Three years ago, I learned that rappelling in the dark by headlight wasn't as scary as I thought it might be. I would recommend avoiding it whenever possible, but it's not so bad. Oh, sure, there's the part about looking over the edge at the top of a tall rappel and seeing only a black abyss below with no way of knowing if your rope hit the bottom. And certainly, the down-climbs are a little more exciting when the light from your headlight distorts how you evaluate handholds and footholds. And lastly, you see nothing of the canyon you came to explore except the rocks below your feet. But scary? Okay, it's a little scary, too.

The canyon I first discovered all this was Helios in Death Valley National Park. We had a little trouble finding the right approach, a steep mile long climb of some 1,100 feet elevation gain that took much longer than we expected. And by the time we hit the final two rappels, it was dark.

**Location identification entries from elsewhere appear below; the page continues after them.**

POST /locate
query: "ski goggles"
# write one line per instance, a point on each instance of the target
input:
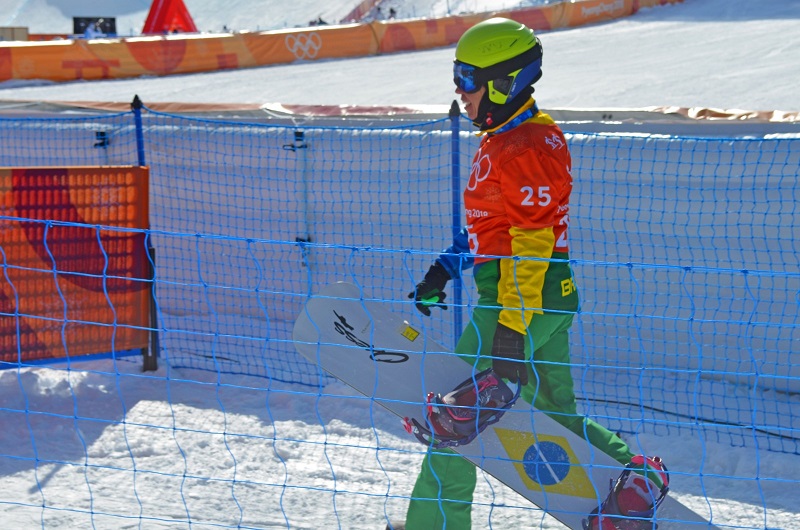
(464, 77)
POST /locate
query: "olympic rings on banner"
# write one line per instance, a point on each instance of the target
(304, 45)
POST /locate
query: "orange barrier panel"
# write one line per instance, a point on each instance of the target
(180, 54)
(71, 289)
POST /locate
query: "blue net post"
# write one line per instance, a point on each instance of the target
(136, 107)
(149, 354)
(455, 117)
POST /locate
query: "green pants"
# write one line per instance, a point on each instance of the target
(442, 495)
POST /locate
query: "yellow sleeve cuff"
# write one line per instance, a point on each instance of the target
(522, 280)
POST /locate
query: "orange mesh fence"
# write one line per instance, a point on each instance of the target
(180, 54)
(74, 279)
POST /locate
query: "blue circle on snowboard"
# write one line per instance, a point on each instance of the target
(546, 463)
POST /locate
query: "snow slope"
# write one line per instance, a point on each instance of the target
(728, 54)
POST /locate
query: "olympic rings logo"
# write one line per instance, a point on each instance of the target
(304, 45)
(479, 172)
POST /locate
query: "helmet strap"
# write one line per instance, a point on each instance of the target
(491, 115)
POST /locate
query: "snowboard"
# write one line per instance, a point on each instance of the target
(381, 355)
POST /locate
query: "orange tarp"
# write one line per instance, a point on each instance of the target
(72, 286)
(182, 53)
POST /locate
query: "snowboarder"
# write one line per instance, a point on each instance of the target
(517, 207)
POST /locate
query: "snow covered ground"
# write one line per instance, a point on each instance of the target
(724, 54)
(104, 446)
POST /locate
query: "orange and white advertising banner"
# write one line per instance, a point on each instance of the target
(95, 59)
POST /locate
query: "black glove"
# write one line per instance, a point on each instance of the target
(508, 350)
(430, 291)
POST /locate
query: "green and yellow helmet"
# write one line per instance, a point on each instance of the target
(500, 53)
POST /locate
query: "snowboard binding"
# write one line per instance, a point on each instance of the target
(459, 416)
(634, 498)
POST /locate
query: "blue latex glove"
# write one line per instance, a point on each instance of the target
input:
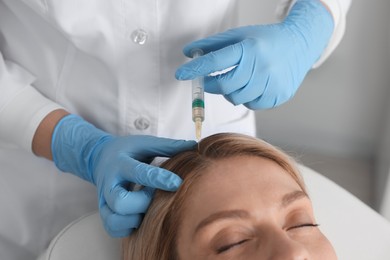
(112, 164)
(271, 60)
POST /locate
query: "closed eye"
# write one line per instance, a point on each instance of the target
(303, 225)
(230, 246)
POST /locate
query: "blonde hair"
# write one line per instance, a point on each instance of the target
(156, 237)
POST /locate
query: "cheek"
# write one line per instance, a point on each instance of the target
(318, 246)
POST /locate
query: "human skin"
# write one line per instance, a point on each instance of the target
(272, 219)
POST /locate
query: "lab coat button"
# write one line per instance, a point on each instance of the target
(139, 36)
(141, 123)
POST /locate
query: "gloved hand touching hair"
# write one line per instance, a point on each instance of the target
(113, 163)
(271, 60)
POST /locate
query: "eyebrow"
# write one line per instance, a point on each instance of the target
(291, 197)
(286, 200)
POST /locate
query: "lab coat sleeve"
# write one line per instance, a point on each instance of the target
(338, 8)
(22, 107)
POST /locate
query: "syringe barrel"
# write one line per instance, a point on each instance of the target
(197, 92)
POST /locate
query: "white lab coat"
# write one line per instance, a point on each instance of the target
(111, 62)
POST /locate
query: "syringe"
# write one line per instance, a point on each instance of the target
(197, 99)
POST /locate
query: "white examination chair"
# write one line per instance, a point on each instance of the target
(355, 230)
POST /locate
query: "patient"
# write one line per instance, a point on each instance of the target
(241, 198)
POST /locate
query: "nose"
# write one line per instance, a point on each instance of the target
(285, 248)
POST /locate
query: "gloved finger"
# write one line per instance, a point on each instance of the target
(119, 225)
(150, 176)
(253, 90)
(235, 79)
(213, 42)
(211, 62)
(124, 202)
(164, 147)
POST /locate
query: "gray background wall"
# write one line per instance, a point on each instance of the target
(341, 111)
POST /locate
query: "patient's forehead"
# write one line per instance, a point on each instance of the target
(242, 173)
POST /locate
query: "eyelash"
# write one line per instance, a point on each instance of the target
(303, 225)
(227, 247)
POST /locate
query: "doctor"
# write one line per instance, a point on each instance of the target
(92, 87)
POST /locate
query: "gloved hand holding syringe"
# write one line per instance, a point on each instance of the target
(197, 99)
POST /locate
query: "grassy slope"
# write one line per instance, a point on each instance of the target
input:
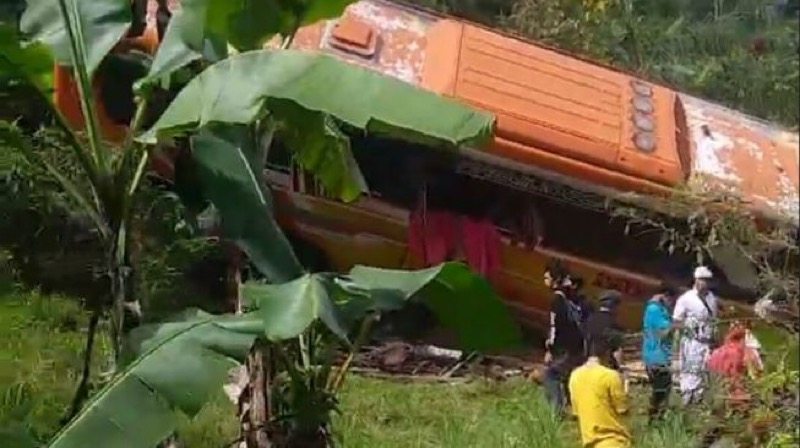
(40, 360)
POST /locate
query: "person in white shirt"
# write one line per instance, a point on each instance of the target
(695, 313)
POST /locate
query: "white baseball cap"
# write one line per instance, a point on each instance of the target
(702, 273)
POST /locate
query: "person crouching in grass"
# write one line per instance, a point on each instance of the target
(599, 398)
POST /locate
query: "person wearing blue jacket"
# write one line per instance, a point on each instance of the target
(657, 349)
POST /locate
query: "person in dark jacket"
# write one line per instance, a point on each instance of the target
(602, 327)
(565, 347)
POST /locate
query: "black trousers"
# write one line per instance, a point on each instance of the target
(660, 378)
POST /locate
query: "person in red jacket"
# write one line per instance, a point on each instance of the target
(733, 363)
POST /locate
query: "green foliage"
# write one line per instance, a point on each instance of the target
(169, 366)
(103, 23)
(740, 53)
(459, 299)
(232, 182)
(202, 29)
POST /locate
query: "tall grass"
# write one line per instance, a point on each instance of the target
(41, 343)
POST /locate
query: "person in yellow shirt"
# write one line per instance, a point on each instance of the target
(599, 399)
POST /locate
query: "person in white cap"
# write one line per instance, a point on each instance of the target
(695, 313)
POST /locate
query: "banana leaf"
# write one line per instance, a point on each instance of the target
(168, 368)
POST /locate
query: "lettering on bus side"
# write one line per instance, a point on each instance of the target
(604, 280)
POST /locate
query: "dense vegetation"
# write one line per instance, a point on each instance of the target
(79, 217)
(741, 53)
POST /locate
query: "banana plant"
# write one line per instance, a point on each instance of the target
(175, 366)
(292, 96)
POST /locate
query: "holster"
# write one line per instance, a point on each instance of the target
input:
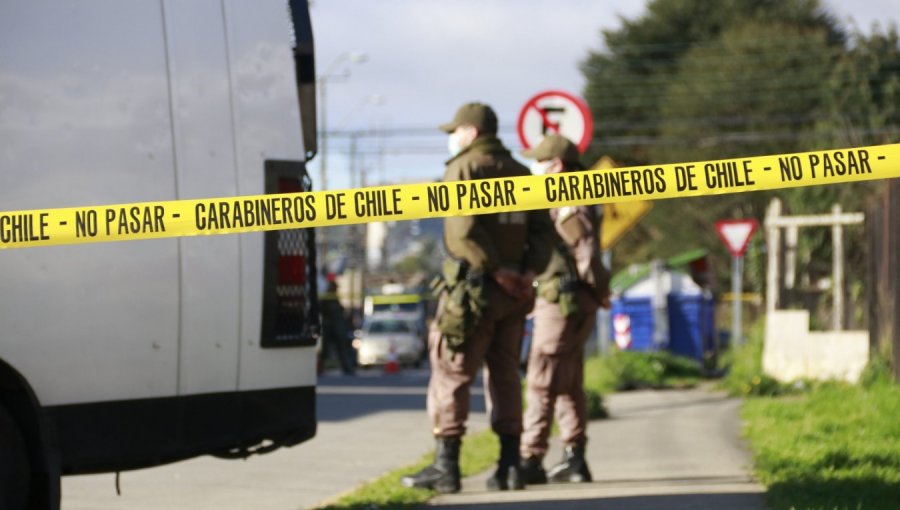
(462, 302)
(561, 288)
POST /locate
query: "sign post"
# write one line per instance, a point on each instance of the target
(736, 236)
(555, 111)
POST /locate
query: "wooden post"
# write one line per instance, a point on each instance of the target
(790, 258)
(837, 288)
(773, 245)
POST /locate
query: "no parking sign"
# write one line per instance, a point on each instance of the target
(559, 112)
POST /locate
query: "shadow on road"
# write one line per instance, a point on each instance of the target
(730, 501)
(345, 398)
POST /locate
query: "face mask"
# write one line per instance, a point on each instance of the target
(453, 145)
(541, 167)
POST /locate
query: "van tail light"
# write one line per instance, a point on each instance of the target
(290, 304)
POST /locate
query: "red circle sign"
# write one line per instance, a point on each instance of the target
(555, 111)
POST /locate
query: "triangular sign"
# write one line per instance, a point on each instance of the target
(736, 234)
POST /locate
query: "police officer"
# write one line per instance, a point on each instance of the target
(569, 292)
(492, 262)
(335, 338)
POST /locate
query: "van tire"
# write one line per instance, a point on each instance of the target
(15, 469)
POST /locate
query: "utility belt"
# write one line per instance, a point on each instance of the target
(461, 290)
(562, 287)
(563, 290)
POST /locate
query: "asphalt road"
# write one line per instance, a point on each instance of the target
(665, 450)
(368, 425)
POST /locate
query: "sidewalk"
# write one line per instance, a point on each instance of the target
(660, 450)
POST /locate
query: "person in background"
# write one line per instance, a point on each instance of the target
(335, 337)
(574, 285)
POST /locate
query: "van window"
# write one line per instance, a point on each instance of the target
(389, 326)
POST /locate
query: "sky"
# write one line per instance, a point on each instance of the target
(424, 58)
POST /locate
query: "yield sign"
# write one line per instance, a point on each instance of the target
(736, 234)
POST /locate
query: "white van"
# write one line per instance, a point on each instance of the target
(124, 355)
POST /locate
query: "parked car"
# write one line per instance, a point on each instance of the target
(383, 336)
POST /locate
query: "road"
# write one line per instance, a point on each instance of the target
(661, 450)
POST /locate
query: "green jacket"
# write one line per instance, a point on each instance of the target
(515, 240)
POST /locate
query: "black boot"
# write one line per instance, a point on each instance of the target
(532, 471)
(507, 475)
(443, 474)
(573, 467)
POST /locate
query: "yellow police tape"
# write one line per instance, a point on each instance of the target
(153, 220)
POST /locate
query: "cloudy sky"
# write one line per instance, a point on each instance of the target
(426, 57)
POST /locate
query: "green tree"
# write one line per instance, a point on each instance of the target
(626, 81)
(694, 80)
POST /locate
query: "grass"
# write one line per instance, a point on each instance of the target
(835, 447)
(745, 374)
(479, 452)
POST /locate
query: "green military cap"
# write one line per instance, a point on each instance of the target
(479, 115)
(556, 146)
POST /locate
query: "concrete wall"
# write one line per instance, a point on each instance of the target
(793, 352)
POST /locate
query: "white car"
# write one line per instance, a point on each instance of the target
(388, 338)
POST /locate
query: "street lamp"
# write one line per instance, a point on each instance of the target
(330, 74)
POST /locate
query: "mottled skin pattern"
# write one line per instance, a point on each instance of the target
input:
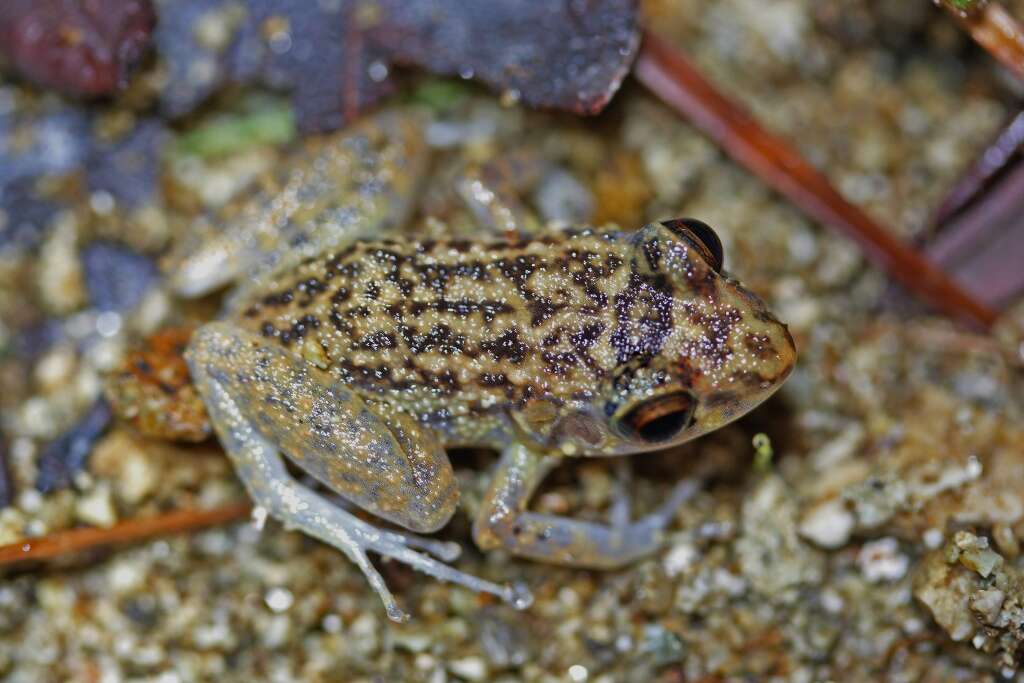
(364, 363)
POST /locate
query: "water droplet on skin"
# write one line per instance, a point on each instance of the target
(519, 596)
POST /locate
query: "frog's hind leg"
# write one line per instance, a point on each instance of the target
(240, 378)
(504, 520)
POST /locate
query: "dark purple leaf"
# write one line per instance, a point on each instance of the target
(67, 456)
(6, 483)
(983, 246)
(568, 54)
(336, 57)
(79, 47)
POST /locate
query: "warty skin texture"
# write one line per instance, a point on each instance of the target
(363, 360)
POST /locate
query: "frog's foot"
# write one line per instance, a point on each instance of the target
(504, 521)
(237, 395)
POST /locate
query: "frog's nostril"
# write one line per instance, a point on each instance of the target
(704, 239)
(659, 419)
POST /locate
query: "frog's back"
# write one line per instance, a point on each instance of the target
(454, 329)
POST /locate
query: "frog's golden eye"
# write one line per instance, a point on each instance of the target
(659, 419)
(701, 238)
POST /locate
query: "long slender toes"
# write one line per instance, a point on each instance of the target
(250, 433)
(446, 551)
(441, 571)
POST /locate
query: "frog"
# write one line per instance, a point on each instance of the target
(361, 359)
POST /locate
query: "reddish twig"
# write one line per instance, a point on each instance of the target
(992, 28)
(669, 75)
(133, 530)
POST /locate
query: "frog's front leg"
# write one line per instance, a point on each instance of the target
(504, 520)
(264, 399)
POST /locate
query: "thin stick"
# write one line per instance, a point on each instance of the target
(663, 70)
(132, 530)
(993, 28)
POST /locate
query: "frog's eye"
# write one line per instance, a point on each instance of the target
(701, 238)
(659, 419)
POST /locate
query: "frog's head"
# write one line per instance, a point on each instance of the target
(694, 349)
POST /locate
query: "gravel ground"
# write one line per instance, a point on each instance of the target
(880, 541)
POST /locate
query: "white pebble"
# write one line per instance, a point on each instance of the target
(881, 560)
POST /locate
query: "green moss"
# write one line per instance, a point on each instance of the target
(260, 121)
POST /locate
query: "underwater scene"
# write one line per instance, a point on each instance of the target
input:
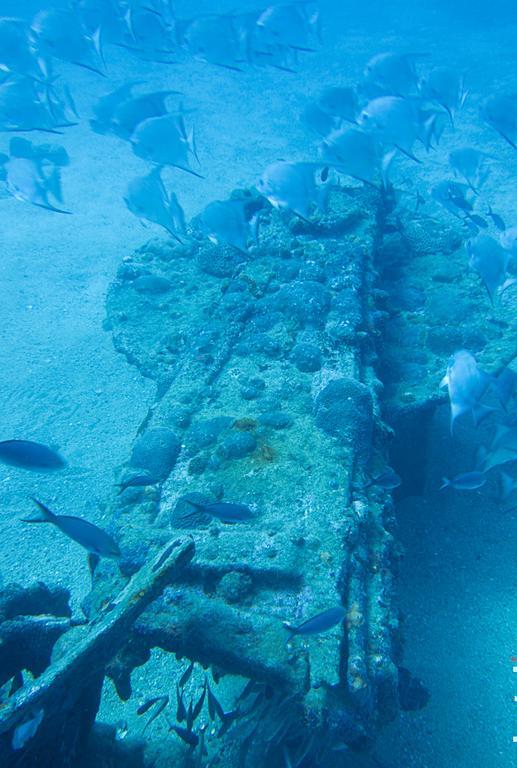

We returned to Helios Canyon with better insight for the approach and a determination to see what we missed by canyoneering at night. What we found was a nice little canyon.

This nondescript crack in the mountainside is the bottom portion of Helios Canyon.
Rich orienting us to the right spot with snow-capped Telescope Peak in the background.

The beginning of the climb made more thrilling by all the loose rock.

Rich and Annette working their way through a steep, slightly exposed traverse.

A pano taken near the top of the climb before we descended into the canyon which is to the right.
Yours truly climbing up the approach with the alluvial fan below. (photo by Rich Schmitt)

Rich took a spill over the sharp rocks. What would a canyon trip be without a little spilled blood?

Kevin about to go down the first rappel, a 60-footer with Rich backing up the cairn anchor.
Jerri going down the first rappel surrounded by lots of air and canyon walls.